There are some intriguing cornerbacks in free agency, including Brent Grimes of the Atlanta Falcons, Derek Cox of the Jacksonville Jaguars, Sam Shields of the Green Bay Packers, Dominique Rodgers-Cromartie of the Philadelphia Eagles, and Tracy Porter of the Denver Broncos. However, veteran cornerbacks tend to cost quite a bit of money, and if the Bills do re-sign Jairus Byrd and Andy Levitre, there won’t be much cap room available to splurge in free agency.
This leaves the Bills with the draft as the best option. Alabama’s Dee Milliner is the highest rated cornerback in the 2013 class, and he would be an interesting option for the team’s No. 8 overall pick. However, with both Buddy Nix and assistant GM Doug Whaley expressing the need for quarterback, wide receiver, and linebacker, using a first-round pick on a cornerback is unlikely. Some mid- to late-round prospects that could attract the Bills include Desmond Trufant of Washington, Jordan Poyer of Oregon State, Logan Ryan of Rutgers, and Blidi Wreh-Wilson out of Connecticut.
Leodis McKelvin was the Bills’ No. 11 overall pick in the 2008 NFL draft. He hasn’t exactly been a bust, but he hasn’t lived up to expectations either. McKelvin is 27 years old and has made just six interceptions in his five seasons with the team.
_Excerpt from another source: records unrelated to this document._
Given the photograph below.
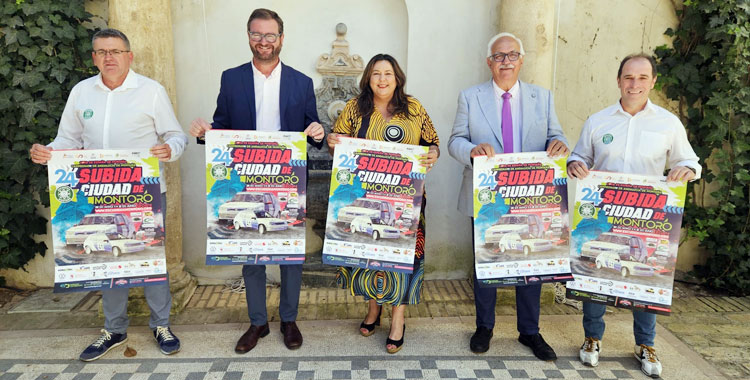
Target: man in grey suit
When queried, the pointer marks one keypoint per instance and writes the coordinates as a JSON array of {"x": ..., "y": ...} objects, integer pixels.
[{"x": 504, "y": 115}]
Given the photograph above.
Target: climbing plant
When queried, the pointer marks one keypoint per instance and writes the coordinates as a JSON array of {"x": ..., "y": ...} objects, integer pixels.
[
  {"x": 44, "y": 50},
  {"x": 707, "y": 71}
]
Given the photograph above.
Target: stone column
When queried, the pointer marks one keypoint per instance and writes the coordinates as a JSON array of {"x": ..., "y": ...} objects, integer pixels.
[
  {"x": 533, "y": 21},
  {"x": 148, "y": 25}
]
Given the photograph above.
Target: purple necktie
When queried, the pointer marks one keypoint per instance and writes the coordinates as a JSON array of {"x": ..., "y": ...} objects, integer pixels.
[{"x": 507, "y": 125}]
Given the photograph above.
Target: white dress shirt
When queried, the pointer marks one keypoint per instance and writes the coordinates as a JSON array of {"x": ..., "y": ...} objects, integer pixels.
[
  {"x": 267, "y": 90},
  {"x": 646, "y": 143},
  {"x": 136, "y": 114},
  {"x": 515, "y": 112}
]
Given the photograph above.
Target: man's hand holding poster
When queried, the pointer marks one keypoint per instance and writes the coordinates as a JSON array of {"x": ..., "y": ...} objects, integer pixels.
[
  {"x": 520, "y": 219},
  {"x": 374, "y": 205},
  {"x": 107, "y": 219},
  {"x": 255, "y": 189},
  {"x": 624, "y": 240}
]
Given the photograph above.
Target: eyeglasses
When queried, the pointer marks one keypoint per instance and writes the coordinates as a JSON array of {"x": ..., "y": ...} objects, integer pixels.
[
  {"x": 512, "y": 56},
  {"x": 114, "y": 52},
  {"x": 269, "y": 37}
]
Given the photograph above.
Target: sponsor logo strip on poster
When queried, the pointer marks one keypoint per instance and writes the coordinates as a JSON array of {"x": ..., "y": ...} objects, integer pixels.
[
  {"x": 374, "y": 205},
  {"x": 624, "y": 240},
  {"x": 255, "y": 197},
  {"x": 107, "y": 219},
  {"x": 520, "y": 219}
]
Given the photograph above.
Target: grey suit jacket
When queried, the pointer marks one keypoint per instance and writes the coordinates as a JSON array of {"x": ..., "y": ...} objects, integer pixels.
[{"x": 477, "y": 122}]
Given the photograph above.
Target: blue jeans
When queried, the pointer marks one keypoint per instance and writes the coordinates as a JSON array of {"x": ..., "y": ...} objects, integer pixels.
[{"x": 644, "y": 324}]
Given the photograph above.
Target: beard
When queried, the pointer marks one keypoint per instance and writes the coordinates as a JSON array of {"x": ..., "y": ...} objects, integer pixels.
[{"x": 266, "y": 56}]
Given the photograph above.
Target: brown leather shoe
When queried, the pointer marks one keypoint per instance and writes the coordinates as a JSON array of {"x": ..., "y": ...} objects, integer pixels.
[
  {"x": 292, "y": 336},
  {"x": 249, "y": 339}
]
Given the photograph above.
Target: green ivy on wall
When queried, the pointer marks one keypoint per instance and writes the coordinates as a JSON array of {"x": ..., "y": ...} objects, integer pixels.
[
  {"x": 44, "y": 51},
  {"x": 707, "y": 70}
]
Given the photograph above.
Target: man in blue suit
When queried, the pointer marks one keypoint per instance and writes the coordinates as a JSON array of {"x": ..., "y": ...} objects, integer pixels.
[
  {"x": 504, "y": 115},
  {"x": 266, "y": 95}
]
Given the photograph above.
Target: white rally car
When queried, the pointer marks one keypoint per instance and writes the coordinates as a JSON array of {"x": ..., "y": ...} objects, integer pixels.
[
  {"x": 522, "y": 224},
  {"x": 248, "y": 219},
  {"x": 100, "y": 224},
  {"x": 513, "y": 241},
  {"x": 614, "y": 261},
  {"x": 377, "y": 231},
  {"x": 102, "y": 243}
]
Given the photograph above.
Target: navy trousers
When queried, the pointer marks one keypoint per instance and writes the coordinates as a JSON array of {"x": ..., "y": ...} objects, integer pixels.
[
  {"x": 527, "y": 307},
  {"x": 527, "y": 304},
  {"x": 255, "y": 291}
]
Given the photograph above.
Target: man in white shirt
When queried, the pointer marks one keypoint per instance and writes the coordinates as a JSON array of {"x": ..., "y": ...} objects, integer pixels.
[
  {"x": 632, "y": 136},
  {"x": 120, "y": 109},
  {"x": 266, "y": 95}
]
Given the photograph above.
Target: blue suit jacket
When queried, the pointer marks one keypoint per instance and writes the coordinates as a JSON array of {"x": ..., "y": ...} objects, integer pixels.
[
  {"x": 235, "y": 106},
  {"x": 477, "y": 122}
]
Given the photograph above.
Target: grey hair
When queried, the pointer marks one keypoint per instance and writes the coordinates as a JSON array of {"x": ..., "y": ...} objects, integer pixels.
[
  {"x": 501, "y": 35},
  {"x": 111, "y": 33}
]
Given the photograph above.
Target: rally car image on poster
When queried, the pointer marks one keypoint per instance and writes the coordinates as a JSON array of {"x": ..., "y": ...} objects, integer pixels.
[
  {"x": 380, "y": 212},
  {"x": 520, "y": 214},
  {"x": 117, "y": 223},
  {"x": 263, "y": 203},
  {"x": 627, "y": 246},
  {"x": 374, "y": 202},
  {"x": 377, "y": 231},
  {"x": 106, "y": 219},
  {"x": 523, "y": 224},
  {"x": 255, "y": 193},
  {"x": 624, "y": 240},
  {"x": 622, "y": 264},
  {"x": 513, "y": 241},
  {"x": 250, "y": 219},
  {"x": 102, "y": 243}
]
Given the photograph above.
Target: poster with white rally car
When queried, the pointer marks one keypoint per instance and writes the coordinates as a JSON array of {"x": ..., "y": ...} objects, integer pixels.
[
  {"x": 520, "y": 219},
  {"x": 107, "y": 219},
  {"x": 624, "y": 240},
  {"x": 256, "y": 184},
  {"x": 374, "y": 205}
]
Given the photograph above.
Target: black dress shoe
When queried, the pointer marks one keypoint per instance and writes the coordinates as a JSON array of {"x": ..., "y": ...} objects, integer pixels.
[
  {"x": 370, "y": 327},
  {"x": 480, "y": 341},
  {"x": 249, "y": 339},
  {"x": 541, "y": 349},
  {"x": 292, "y": 336},
  {"x": 395, "y": 343}
]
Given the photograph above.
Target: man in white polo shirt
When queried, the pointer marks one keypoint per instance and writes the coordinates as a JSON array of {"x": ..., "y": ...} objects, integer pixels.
[
  {"x": 119, "y": 109},
  {"x": 638, "y": 137}
]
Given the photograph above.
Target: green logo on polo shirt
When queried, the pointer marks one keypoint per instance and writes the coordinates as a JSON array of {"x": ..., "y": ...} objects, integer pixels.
[{"x": 64, "y": 194}]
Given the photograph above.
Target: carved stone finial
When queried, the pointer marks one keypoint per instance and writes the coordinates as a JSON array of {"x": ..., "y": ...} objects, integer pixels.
[
  {"x": 338, "y": 62},
  {"x": 341, "y": 30}
]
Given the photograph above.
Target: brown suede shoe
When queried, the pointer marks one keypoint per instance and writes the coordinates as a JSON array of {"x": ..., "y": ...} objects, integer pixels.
[
  {"x": 249, "y": 339},
  {"x": 292, "y": 336}
]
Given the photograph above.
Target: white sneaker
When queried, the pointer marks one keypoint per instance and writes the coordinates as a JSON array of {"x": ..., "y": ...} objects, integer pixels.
[
  {"x": 650, "y": 364},
  {"x": 589, "y": 353}
]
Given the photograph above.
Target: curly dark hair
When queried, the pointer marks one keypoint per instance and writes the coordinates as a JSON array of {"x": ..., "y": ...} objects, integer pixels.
[{"x": 399, "y": 102}]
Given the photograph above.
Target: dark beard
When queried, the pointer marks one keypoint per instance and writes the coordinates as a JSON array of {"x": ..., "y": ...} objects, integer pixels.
[{"x": 273, "y": 57}]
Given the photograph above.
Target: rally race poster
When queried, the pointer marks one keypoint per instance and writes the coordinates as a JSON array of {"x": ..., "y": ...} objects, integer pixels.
[
  {"x": 255, "y": 197},
  {"x": 107, "y": 219},
  {"x": 374, "y": 203},
  {"x": 624, "y": 240},
  {"x": 520, "y": 219}
]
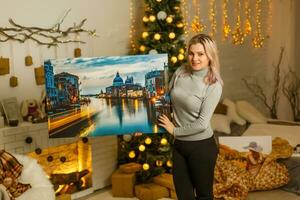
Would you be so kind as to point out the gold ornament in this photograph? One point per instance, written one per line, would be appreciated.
(145, 34)
(146, 166)
(159, 163)
(145, 19)
(148, 140)
(179, 25)
(173, 59)
(169, 163)
(180, 56)
(142, 147)
(172, 35)
(152, 18)
(164, 141)
(131, 154)
(157, 36)
(169, 19)
(142, 48)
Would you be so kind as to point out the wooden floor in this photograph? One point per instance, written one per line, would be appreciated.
(105, 194)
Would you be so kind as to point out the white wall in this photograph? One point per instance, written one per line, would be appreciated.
(112, 22)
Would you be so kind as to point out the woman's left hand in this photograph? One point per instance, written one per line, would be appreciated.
(166, 123)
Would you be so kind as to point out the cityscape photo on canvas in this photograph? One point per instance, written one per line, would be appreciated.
(106, 95)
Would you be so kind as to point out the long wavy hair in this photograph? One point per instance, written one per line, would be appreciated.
(211, 51)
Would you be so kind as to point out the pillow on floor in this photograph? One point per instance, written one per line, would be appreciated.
(232, 113)
(220, 123)
(250, 113)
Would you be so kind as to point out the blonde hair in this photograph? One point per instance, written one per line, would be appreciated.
(211, 51)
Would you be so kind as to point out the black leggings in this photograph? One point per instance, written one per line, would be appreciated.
(193, 168)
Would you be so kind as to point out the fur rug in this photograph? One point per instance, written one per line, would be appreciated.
(34, 175)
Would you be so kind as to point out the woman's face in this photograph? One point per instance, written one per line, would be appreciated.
(197, 57)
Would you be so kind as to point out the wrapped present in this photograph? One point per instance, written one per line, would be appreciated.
(4, 66)
(173, 194)
(123, 184)
(165, 180)
(150, 191)
(130, 167)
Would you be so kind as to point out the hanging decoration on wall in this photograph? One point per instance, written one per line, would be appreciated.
(43, 36)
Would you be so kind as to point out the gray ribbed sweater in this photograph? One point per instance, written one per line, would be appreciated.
(193, 104)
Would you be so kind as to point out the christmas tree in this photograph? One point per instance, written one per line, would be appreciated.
(164, 34)
(164, 28)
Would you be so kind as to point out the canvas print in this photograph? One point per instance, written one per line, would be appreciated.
(106, 95)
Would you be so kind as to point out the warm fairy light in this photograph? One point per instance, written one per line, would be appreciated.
(142, 48)
(145, 19)
(145, 34)
(169, 19)
(226, 26)
(152, 18)
(174, 59)
(247, 25)
(212, 17)
(258, 39)
(131, 154)
(159, 163)
(157, 36)
(172, 35)
(132, 27)
(148, 140)
(169, 163)
(142, 147)
(164, 141)
(146, 166)
(180, 56)
(237, 34)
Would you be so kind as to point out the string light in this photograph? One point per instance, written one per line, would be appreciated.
(258, 39)
(226, 26)
(212, 18)
(132, 27)
(237, 34)
(247, 27)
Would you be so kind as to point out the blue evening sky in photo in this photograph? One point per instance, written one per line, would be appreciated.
(98, 73)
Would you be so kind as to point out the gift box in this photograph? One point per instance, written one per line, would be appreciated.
(4, 66)
(165, 180)
(123, 184)
(150, 191)
(130, 167)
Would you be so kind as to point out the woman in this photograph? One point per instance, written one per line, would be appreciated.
(195, 91)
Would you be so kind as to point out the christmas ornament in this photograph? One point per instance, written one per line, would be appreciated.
(157, 36)
(159, 163)
(164, 141)
(148, 140)
(169, 163)
(127, 138)
(180, 56)
(161, 15)
(153, 51)
(146, 166)
(172, 35)
(174, 59)
(145, 34)
(131, 154)
(152, 18)
(142, 48)
(142, 147)
(169, 19)
(145, 19)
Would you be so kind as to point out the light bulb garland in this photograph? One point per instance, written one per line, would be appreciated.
(212, 18)
(226, 26)
(258, 39)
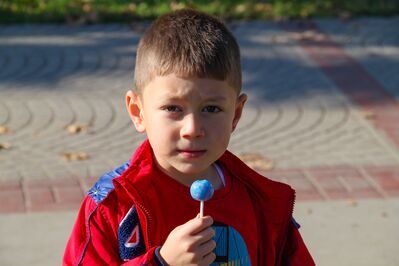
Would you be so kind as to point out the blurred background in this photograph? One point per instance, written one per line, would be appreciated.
(323, 85)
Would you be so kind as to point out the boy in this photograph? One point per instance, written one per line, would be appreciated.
(188, 102)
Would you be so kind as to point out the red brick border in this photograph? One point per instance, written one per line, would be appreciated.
(351, 78)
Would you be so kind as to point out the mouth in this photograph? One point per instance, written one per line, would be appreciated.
(192, 153)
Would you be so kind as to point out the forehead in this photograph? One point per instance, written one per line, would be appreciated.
(172, 86)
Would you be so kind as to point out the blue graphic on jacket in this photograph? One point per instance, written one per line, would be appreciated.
(230, 247)
(131, 242)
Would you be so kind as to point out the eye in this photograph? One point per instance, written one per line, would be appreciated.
(172, 108)
(212, 109)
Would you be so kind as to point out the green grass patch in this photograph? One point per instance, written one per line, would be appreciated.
(99, 11)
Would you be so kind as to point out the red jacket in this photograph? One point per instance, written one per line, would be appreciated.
(117, 222)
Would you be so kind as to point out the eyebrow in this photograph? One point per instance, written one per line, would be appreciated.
(211, 98)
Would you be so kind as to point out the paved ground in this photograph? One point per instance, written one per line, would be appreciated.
(322, 116)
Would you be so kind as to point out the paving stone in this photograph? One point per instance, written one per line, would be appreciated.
(321, 98)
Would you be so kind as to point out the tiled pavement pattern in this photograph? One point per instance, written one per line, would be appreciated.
(322, 108)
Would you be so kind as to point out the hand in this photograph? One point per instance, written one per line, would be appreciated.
(190, 243)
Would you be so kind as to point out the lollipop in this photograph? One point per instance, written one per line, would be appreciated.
(201, 190)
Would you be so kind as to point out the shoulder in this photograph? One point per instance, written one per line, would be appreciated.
(104, 186)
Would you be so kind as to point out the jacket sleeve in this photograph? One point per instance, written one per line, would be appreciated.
(94, 241)
(296, 252)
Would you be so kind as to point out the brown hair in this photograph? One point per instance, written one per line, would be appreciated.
(188, 43)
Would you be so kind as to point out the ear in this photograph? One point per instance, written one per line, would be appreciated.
(134, 107)
(238, 111)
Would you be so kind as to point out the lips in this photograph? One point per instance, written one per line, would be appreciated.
(192, 153)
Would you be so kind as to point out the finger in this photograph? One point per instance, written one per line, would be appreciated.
(204, 236)
(208, 259)
(206, 248)
(197, 225)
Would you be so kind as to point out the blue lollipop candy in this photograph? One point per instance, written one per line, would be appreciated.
(201, 190)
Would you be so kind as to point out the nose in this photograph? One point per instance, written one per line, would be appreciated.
(192, 127)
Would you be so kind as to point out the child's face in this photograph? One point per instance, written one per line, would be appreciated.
(188, 122)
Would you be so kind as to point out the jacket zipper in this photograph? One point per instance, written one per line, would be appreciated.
(149, 222)
(286, 225)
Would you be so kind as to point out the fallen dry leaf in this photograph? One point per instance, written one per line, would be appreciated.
(368, 114)
(75, 156)
(5, 146)
(352, 202)
(257, 161)
(4, 130)
(77, 128)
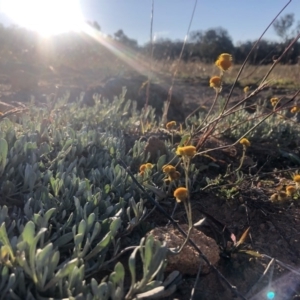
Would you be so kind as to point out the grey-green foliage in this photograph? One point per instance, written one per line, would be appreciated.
(61, 164)
(279, 129)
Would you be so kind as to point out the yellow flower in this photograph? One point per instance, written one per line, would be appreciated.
(215, 82)
(296, 178)
(171, 172)
(245, 142)
(173, 175)
(170, 125)
(274, 101)
(295, 109)
(149, 165)
(186, 151)
(168, 169)
(282, 196)
(290, 190)
(246, 89)
(181, 194)
(143, 167)
(224, 61)
(225, 56)
(274, 197)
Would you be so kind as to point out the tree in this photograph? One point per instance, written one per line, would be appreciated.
(282, 26)
(209, 44)
(124, 39)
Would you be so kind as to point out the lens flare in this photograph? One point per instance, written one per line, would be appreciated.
(48, 17)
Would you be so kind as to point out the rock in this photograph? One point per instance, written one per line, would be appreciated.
(188, 260)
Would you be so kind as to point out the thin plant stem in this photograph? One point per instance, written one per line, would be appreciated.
(165, 113)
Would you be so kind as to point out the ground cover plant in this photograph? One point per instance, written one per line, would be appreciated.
(85, 187)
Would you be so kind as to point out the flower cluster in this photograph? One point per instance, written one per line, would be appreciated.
(224, 62)
(215, 82)
(189, 151)
(170, 125)
(171, 172)
(181, 194)
(144, 167)
(274, 101)
(295, 109)
(245, 142)
(246, 89)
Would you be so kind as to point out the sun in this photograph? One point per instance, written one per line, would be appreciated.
(48, 17)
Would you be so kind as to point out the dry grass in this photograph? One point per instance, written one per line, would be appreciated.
(286, 76)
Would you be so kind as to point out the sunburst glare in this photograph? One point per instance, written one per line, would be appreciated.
(48, 17)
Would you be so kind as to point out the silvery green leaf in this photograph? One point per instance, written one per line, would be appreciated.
(94, 286)
(62, 272)
(28, 232)
(74, 278)
(49, 214)
(53, 263)
(43, 256)
(32, 252)
(82, 227)
(44, 276)
(100, 246)
(4, 277)
(90, 221)
(63, 240)
(78, 239)
(3, 154)
(3, 213)
(119, 273)
(114, 226)
(103, 291)
(131, 265)
(96, 230)
(10, 283)
(161, 162)
(147, 260)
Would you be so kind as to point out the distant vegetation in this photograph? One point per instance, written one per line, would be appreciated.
(20, 45)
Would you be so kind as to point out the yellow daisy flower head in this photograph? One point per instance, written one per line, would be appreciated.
(295, 109)
(215, 82)
(290, 190)
(223, 65)
(143, 167)
(274, 101)
(274, 197)
(246, 89)
(170, 125)
(168, 169)
(173, 175)
(245, 142)
(296, 178)
(282, 196)
(225, 56)
(149, 165)
(186, 151)
(224, 61)
(181, 194)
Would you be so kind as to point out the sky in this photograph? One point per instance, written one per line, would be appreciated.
(243, 19)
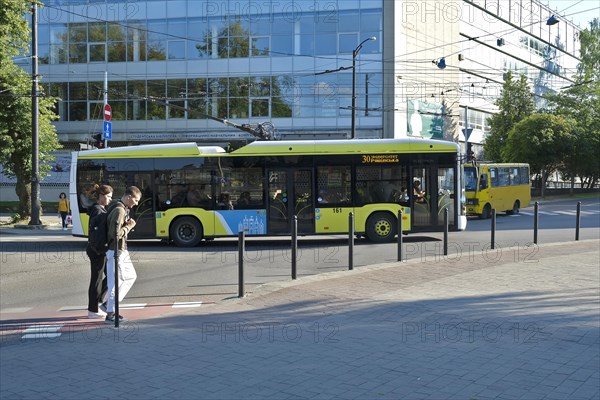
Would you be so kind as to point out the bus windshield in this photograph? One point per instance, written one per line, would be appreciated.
(470, 179)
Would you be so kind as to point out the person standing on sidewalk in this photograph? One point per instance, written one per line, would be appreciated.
(97, 290)
(63, 209)
(119, 226)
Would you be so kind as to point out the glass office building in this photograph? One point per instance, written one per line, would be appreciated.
(173, 67)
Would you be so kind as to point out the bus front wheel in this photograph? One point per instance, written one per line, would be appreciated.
(186, 232)
(381, 227)
(486, 212)
(515, 209)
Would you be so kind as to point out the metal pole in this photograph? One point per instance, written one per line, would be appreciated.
(241, 248)
(294, 245)
(354, 54)
(35, 162)
(400, 235)
(353, 128)
(578, 221)
(445, 231)
(351, 241)
(105, 99)
(117, 277)
(493, 228)
(536, 210)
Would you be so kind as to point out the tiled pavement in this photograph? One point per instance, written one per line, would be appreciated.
(509, 324)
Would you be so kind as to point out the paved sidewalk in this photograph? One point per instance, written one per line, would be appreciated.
(520, 323)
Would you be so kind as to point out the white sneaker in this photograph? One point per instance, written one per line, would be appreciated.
(99, 314)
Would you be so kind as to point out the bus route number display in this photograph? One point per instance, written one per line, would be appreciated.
(380, 159)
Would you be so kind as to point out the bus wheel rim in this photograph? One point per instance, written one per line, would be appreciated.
(186, 232)
(382, 228)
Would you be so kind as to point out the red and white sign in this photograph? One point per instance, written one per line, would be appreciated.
(107, 112)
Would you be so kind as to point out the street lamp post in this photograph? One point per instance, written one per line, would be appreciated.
(354, 54)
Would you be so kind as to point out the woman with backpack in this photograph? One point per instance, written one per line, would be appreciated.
(97, 290)
(64, 209)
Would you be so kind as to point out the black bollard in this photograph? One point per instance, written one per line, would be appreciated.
(117, 278)
(536, 208)
(445, 231)
(241, 249)
(493, 228)
(578, 221)
(351, 241)
(400, 235)
(294, 244)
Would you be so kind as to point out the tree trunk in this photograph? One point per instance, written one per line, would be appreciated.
(543, 184)
(23, 190)
(572, 189)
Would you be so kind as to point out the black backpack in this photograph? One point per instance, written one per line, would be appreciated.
(98, 230)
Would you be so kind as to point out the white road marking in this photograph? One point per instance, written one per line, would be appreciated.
(187, 304)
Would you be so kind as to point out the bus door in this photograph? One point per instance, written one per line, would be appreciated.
(144, 212)
(290, 193)
(423, 197)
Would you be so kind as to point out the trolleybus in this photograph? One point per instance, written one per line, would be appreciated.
(192, 192)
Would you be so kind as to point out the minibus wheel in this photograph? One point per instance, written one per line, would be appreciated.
(486, 212)
(515, 209)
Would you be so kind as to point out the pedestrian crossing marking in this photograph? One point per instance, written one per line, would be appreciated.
(42, 332)
(187, 304)
(15, 310)
(132, 306)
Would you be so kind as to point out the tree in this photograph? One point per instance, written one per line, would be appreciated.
(581, 104)
(15, 106)
(515, 103)
(542, 140)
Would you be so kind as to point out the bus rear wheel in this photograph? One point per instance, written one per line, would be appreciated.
(186, 232)
(381, 227)
(515, 209)
(486, 212)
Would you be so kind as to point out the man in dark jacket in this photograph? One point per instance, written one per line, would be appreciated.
(119, 226)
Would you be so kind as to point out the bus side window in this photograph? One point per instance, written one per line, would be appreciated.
(483, 182)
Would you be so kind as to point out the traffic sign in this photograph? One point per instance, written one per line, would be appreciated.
(467, 133)
(107, 112)
(107, 131)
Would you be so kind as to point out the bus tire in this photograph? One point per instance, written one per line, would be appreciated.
(486, 212)
(515, 209)
(186, 232)
(381, 227)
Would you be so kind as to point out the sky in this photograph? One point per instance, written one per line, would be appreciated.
(574, 9)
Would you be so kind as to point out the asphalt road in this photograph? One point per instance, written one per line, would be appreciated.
(51, 268)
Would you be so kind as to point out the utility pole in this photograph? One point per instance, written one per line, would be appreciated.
(35, 167)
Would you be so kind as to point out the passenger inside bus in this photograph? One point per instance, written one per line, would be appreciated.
(225, 201)
(244, 201)
(199, 197)
(179, 196)
(417, 192)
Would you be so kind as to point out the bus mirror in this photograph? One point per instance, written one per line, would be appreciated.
(483, 182)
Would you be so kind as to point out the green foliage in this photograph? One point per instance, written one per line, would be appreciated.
(542, 140)
(515, 103)
(16, 105)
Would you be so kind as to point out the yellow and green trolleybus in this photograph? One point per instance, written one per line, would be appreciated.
(191, 192)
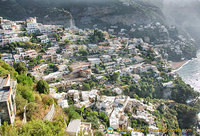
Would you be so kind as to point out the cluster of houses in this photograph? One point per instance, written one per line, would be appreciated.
(117, 54)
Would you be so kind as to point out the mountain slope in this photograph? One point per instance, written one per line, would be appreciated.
(85, 14)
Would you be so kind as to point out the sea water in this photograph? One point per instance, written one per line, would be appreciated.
(190, 73)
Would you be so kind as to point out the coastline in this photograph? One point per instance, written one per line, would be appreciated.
(176, 66)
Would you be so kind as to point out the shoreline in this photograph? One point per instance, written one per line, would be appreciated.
(176, 66)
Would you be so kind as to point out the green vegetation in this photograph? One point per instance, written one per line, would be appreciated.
(20, 68)
(67, 41)
(42, 87)
(96, 37)
(36, 128)
(6, 69)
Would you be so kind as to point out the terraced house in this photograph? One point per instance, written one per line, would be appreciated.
(7, 99)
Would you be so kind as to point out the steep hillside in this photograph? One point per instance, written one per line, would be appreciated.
(85, 14)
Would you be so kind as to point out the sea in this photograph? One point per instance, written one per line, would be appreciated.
(190, 72)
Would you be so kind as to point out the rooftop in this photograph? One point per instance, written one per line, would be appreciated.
(74, 125)
(4, 88)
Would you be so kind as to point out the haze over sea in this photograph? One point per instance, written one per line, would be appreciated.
(190, 73)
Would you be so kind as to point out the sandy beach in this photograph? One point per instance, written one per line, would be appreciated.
(178, 65)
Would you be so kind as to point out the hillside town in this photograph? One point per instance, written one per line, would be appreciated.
(97, 70)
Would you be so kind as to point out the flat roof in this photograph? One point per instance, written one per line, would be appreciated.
(74, 125)
(4, 91)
His real value stems from his return ability, where he excels. He averaged 18.3 yards per punt return, taking two in for touchdowns, and averaged 28.3 yards per kick return in the 2012 season.
McKelvin will be interesting to keep an eye on in free agency. Does he ask for an inflated contract due to his return ability, like a Devin Hester or Joshua Cribbs deal, or does he expect a realistic contract on par with his abilities, like Leon Washington’s?
If he’s expecting upwards of $3.5 million a year, the Bills would be wise to let him test the market. On the other hand, if he understands his role with the team as a valuable returner and a marginal starter, he should be brought back. The Bills are not short of return men in the event that he does choose to test free agency, which gives the team some leverage if he wants to stay. It’d be nice to have him back, but it isn’t a necessity.
The Bills reportedly have approximately $20.6 million in cap space to spend in free agency. They have to make several decisions regarding their own players, but there are quite a few players who fit the needs of the team in free agency.
The Bills have a glaring need at wide receiver opposite Stevie Johnson. The team attempted to sign Robert Meachem in free agency last year, so it’s clear they plan on spending at the position. Players like Dwayne Bowe, Greg Jennings, Mike Wallace and Danario Alexander could be attractive targets.
Buffalo could also be in the market for a tight end, as Scott Chandler suffered a torn ACL in the last game of the 2012 season. It isn’t clear just how much time he’s expected to miss in 2013, and there are some reasonably priced targets slated to become unrestricted free agents. These players include Delanie Walker, Martellus Bennett, Jared Cook, and Dustin Keller. The position isn’t likely one the team will spend big on but a mid-level signing wouldn’t be surprising in the least.
The team also expressed the need for a linebacker who can cover, but there might be better options in the draft than free agency this year.